Il n’y a qu’à croire en cette évidence, ce bonheur : que nous sommes tous les enfants, frères et sœurs d’un homme et d’une femme aimants,

 

dont cet Univers est le centre permanent, comme une matrice, à la fois bonté et maléfice, à la fois amour et malice, à la fois douleur et délice,

 

Ces éléments binaires qui font que l’on existe.

 

Chaise longue ou diamant ; robe longue ou paravent ; géant ou singe savant, nous avons tous besoin de retrouver d’où l’on vient, de revenir à la source de ce que qui nous maintient, debout, vivant ; droit et franc ; fier et content. Il est urgent que s’arrête cette course folle où sont laissés de côté de qui paraît être des babioles alors qu’il s’agit de trésors illimités, sans nostalgie, sans doute, sans se sentir contrit, mais parce que c’est la seule route,

 

pour ne pas que se répètent encore ces cycles épuisants, de perpétuels tourments.

 

Considérons à nouveau cette chaise longue.

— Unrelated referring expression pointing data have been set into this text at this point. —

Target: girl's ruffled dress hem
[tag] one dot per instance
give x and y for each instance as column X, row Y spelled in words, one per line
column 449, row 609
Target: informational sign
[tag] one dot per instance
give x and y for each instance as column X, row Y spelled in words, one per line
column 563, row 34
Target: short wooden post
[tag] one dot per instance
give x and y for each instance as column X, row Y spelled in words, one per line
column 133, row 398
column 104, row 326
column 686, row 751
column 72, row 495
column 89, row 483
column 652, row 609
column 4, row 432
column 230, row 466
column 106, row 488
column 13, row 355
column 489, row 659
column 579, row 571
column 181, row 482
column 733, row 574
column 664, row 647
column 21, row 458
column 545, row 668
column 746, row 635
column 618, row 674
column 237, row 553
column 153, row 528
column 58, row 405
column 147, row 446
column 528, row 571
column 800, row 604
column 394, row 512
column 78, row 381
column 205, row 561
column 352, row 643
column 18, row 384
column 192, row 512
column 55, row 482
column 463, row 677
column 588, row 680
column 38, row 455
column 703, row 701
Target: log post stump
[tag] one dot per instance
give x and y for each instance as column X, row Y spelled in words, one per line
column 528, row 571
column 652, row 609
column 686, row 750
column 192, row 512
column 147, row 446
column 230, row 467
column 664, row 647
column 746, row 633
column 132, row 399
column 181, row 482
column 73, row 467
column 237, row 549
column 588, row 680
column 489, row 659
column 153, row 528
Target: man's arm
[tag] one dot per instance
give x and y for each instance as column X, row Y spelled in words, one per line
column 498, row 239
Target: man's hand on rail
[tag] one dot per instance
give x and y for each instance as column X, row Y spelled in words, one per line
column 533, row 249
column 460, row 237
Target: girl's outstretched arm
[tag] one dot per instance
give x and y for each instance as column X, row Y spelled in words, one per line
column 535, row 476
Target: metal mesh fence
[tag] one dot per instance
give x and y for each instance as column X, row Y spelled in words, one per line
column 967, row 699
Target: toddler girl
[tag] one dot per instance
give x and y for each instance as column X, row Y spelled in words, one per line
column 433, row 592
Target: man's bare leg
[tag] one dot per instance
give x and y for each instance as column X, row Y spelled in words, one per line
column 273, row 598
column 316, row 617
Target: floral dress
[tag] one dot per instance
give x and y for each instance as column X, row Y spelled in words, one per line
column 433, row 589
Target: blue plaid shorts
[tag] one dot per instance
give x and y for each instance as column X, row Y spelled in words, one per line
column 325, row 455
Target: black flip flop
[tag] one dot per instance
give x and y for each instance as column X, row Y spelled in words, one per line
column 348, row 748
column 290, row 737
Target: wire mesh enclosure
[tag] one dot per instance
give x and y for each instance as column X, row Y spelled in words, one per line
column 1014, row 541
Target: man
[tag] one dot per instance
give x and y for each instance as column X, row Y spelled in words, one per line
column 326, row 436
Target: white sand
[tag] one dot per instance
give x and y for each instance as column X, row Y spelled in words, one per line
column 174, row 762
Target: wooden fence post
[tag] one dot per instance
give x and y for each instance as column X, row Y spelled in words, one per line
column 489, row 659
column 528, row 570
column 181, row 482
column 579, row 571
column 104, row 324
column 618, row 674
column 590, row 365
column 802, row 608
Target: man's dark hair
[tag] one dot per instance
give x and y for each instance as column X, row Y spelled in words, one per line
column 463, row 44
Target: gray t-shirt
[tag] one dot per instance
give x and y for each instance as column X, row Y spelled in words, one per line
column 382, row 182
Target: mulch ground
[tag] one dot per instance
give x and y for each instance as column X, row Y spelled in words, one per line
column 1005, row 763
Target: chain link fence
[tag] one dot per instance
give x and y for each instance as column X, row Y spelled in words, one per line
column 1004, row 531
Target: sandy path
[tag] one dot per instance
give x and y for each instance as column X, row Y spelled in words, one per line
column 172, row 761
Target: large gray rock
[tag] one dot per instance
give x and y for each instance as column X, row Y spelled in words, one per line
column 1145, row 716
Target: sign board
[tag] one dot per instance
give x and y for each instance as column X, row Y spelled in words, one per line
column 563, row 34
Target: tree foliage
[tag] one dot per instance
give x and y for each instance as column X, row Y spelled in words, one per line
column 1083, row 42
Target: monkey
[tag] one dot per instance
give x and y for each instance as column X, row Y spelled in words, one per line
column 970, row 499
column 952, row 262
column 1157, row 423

Délaissons ces gadgets en nombre.

Et comprenons que ces objets n’ont d’autres intérêt que ce qu’ils nous permettent de réaliser, non pas des projets fous ou des inventions dingues, mais bien la nécessaire ressource avant que tout ne se déglingue.

 

Quand nous serons enfin assis, et non plus à courir après de futurs débris, nous aurons ce regard neuf, comme un poussin qui sort de l’œuf, ahuri et saisi de découvrir un paradis, de couleurs et de sons, de plaisirs et de tentations ; et nous saisirons pour de bon cette chance, cette révélation :

 

Que nous sommes le problème et la solution,

Qu’en nous résident ces parfaites équations : l’amour et les émotions.

 

Rien d’autre n’est nécessaire, juste peut-être de se faire bercer de temps en temps, dans une chaise longue colorée, au bord de l’océan.